Just like last week, the "talented" tight ends were nowhere to be found. The Colorado State media relations department does not keep statistics for receiver targets, but by my count the tight ends were only thrown to four, maybe five times. What did those targets result in? Four receptions for four yards and a touchdown. Crockett Gillmore could have a show in Vegas with the disappearing act he performs on gameday. After two games this season, Gillmore has yet to record a reception despite his size and speed advantage. Kivon Cartwright isn't doing much better with five receptions for only 24 yards. Coaches must do a better job of exploiting this supposed strength.

The run game continues to be a beaming light of hope for the offense. Kapri Bibbs showed he is not a one-hit wonder with nine rushes for 83 yards, and showed great vision on a 42 yard run through Tulsa defenders. Chris Nwoke proved he can still run like he did in his 1000-yard 2011 season; he had 97 yards and a touchdown. There are still too many negative rushing plays, but the Rams are developing a consistent threat on the ground.

Defense

The Rams defense played much better mentally than they did in the Colorado game. There were no blown coverages leading to wide open wide receivers, but they did struggle against a read option offense, which does not bode well for conference season. If they allowed Tulsa to run for 215 yards, what will Nevada, Air Force, Wyoming, Utah State, and New Mexico do to them?

Once again, they struggled to put pressure on the quarterback only recording one sack and one quarterback hit. Part of that was due to the running ability of Tulsa's quarterback Cody Green and their quick passing offense, but it is still disappointing to see the lack of pass rush from guys like Cory James and Shaq Barrett.

The linebackers were disappointing after a good showing last week. Max Morgan led the team in tackles, but was in a position to prevent Tulsa's first touchdown but misplayed it. Aaron Davis had a big whiff on Trey Watts run to set up the game winning field goal, and they struggled stopping the run game as a whole. They failed to generate a pass rush and did not have a single tackle for loss.

The defensive backs were much improved since the Colorado game. They had fewer mental errors, and when they did, they were able to recover nicely and prevent to much damage from occurring. Cornerbacks DeAndre Elliot and Bernard Blake played exceptionally well. They plagued the Tulsa wide receivers all game and made several great plays in the end zone to prevent touchdown passes. Together they had a total of six pass breakups. The safeties were slow to provide help over top a couple times, but were mostly solid and did a good job supporting the run. Worth mentioning is freshman Jake Schlager who made several great tackles on special teams coverage, one forcing a fumble.

What needs to improve?

Quarterback play has to improve. Whether that means a change at quarterback, or changing up the play calling to give Grayson different looks, something has to be done to make the offense more dynamic. So far this season, opposing defenses have put nine in the box consistently because the Rams offense cannot threaten them deep. Eventually this season a change will have to be made if Grayson cannot progress his game. Freshman Nick Stevens was already pushing Grayson for the starting job before his troubles in the past two weeks, and you have to think the internal dialogue will start to heat up this week. It may be time to start thinking about the future and give Stevens a chance to start against FCS foe Cal Poly and see what he can do.

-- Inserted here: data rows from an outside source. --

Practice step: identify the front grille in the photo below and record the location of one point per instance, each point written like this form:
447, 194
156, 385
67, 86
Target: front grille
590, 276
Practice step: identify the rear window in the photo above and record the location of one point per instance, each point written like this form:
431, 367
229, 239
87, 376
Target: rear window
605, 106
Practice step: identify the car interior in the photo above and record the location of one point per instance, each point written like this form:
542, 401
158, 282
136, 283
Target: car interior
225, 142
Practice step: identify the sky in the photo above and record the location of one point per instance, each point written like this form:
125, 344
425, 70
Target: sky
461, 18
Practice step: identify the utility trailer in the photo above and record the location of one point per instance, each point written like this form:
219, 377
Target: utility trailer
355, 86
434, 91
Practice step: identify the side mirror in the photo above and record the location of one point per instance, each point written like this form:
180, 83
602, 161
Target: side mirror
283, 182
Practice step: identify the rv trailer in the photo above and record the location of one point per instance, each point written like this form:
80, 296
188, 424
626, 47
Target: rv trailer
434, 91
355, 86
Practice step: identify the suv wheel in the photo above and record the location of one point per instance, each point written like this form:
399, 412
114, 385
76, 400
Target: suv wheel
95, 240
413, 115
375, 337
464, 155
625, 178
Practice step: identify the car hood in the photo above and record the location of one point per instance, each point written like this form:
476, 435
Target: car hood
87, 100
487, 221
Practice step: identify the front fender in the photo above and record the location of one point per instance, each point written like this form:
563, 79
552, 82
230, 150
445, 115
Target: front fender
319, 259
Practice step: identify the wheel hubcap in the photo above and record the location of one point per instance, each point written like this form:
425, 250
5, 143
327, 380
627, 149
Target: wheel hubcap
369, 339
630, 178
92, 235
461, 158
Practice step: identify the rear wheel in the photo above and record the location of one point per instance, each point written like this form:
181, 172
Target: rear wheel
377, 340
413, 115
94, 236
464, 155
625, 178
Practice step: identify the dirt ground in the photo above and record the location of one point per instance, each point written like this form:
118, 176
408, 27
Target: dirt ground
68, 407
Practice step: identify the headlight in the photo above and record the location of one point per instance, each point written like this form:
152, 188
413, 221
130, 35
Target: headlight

But the Rams' problems do not surround just the quarterback. The lack of pressure on opposing quarterbacks has left the defense vulnerable in the pass game. The secondary played well this week, but if they have to stay with receivers for five or six seconds every passing play, they are going to get worn down over the course of the season.

What's Next:

The Rams play FCS school Cal Poly on Saturday at 3:30 Eastern. Even though it is early in the season, this might be a must win for a team that desperately needs a confidence boost, especially with a date with #1 Alabama in Tuscaloosa coming in two weeks.